Tag Archives: data scientist

What roles do you need in your data science team?

Over the past few weeks, we’ve had several conversations in our data lab regarding data engineering problems and day to day problems we face with unsupervised data scientists who find it difficult to deploy their code into production.

Data scientist

The data scientist

The opinions from business seemed to cluster around a tacit definition of data scientists as researchers, primarily from statistics or mathematics backgrounds, who are experienced in machine learning algorithms and often in some domain areas specific to our business, (e.g. actuaries in insurance), but not necessarily having skills of writing production-ready code.
The key driver behind the somewhat opposing strain of thought came from the developers and data engineers who often quoted Cloudera’s Director of Data Science – Josh Wills – famous for his “definition of a data scientist tweet”:
Data Scientist (n.): Person who is better at statistics than any software engineer and better at software engineering than any statistician.

Josh Wills' definition of data scientist

Josh Wills’ definition of data scientist

Wills’ quote reflects the practical issues in finding “unicorn” data scientists and having to do with the best of what’s on offer for a multi-disciplinary area like data science. It’s also perhaps based on his work in startups like Cloudera and web giants like Google, where adopting agile practices like DevOps allow data scientists closer interaction with engineers and therfore substantial experience in deploying to production.

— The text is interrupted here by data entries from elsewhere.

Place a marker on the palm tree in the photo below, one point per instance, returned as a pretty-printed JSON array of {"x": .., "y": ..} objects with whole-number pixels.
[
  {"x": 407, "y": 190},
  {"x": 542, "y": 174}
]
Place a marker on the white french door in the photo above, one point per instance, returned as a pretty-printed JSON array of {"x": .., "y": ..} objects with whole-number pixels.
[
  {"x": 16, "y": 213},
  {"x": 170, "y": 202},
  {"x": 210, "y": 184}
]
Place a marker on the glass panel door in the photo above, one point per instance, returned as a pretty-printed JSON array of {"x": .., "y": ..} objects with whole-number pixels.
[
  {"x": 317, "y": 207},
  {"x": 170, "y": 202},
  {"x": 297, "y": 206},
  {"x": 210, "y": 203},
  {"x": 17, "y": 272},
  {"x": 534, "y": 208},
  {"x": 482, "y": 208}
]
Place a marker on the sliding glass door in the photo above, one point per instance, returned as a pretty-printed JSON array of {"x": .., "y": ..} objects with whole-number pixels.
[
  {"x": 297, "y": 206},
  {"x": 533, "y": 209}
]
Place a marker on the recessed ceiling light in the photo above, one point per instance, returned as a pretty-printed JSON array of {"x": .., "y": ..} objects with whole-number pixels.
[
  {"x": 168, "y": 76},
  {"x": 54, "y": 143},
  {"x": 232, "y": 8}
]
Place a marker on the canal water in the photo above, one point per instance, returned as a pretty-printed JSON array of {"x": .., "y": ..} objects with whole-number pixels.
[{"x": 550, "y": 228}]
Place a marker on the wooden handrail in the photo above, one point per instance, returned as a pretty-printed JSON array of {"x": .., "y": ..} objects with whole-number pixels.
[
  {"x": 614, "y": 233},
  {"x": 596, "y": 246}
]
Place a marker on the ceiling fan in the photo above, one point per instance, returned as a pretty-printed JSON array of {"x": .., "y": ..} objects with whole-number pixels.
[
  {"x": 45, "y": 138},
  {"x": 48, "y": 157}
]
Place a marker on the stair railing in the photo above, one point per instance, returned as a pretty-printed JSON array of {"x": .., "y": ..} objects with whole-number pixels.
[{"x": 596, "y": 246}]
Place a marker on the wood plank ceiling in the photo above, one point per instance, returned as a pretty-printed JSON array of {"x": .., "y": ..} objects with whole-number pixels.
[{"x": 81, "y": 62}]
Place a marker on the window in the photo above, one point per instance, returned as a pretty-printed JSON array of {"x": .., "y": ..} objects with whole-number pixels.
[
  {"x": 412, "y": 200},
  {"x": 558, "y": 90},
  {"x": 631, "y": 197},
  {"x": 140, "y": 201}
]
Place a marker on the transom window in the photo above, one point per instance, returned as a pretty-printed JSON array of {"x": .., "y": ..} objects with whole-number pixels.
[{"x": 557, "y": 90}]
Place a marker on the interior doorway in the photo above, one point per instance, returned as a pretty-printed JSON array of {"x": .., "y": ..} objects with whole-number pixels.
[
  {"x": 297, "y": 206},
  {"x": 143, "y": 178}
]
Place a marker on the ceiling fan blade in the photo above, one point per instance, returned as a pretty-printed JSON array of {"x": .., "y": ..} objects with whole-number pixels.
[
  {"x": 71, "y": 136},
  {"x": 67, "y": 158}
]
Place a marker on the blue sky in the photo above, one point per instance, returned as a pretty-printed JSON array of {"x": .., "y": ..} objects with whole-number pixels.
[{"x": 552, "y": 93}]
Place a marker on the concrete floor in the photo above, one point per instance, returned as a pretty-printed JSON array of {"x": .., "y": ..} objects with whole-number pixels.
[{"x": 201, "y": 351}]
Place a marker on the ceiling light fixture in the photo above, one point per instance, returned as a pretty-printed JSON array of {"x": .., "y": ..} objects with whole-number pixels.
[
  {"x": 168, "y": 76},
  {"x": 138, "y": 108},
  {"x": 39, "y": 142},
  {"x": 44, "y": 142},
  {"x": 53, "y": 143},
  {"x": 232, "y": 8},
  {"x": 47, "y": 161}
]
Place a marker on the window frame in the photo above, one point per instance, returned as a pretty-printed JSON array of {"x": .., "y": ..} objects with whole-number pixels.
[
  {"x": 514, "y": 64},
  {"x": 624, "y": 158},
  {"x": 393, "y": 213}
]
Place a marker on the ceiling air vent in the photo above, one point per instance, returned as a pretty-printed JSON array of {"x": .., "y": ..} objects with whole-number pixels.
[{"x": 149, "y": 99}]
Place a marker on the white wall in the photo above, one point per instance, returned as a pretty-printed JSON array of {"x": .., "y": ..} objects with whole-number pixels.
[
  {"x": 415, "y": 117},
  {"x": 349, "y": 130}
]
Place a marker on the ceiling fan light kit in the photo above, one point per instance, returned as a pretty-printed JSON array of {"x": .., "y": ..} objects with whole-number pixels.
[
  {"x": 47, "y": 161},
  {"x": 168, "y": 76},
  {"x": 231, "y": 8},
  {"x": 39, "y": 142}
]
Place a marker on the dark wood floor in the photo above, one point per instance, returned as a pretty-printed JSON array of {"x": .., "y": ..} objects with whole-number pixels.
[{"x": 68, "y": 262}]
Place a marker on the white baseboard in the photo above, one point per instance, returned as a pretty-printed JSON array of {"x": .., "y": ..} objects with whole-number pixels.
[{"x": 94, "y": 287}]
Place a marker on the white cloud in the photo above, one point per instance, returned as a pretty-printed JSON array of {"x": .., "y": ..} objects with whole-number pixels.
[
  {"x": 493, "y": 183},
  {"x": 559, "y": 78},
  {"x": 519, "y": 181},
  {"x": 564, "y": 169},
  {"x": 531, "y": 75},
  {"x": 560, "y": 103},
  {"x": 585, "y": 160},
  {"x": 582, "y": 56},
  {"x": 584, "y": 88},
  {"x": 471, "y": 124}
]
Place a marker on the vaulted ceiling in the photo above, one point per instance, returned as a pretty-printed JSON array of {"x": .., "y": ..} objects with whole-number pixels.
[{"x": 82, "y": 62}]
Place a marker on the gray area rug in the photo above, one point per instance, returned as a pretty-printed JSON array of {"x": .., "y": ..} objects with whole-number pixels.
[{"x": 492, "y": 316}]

Unfortunately, that’s always a challenge due to bureaucracy, mindset, lack of informed opinion and cultural barriers in larger or old-world organizations with legacy systems and practices.

As in any startup or lab working on problems in data science and big data, it’s important for us to clear misconceptions and get the team to a shared understanding of commonly used terms to establish a foundational common language, which would then allow developing a shared vision around our objectives. Therefore it’s necessary to review going beyond definitions of the “unicorn” data scientists and looking at what happens in real-life teams where data scientists work, like ours.

Different perspectives
A lot of the data scientists actually think of themselves as mathematicians, trying to formulate business problems into math/statistics problems and then trying to solve them in the data science projects.
However, the popular misconception arise sometimes out of the big-data hype articles churned out by big data vendors, including some evangelists – who equate data scientists with superpowers across a multitude of disciplines.
The developer’s views arise due to their unique perspectives on the complexities of data wrangling and fragmentation around tools, technologies and languages.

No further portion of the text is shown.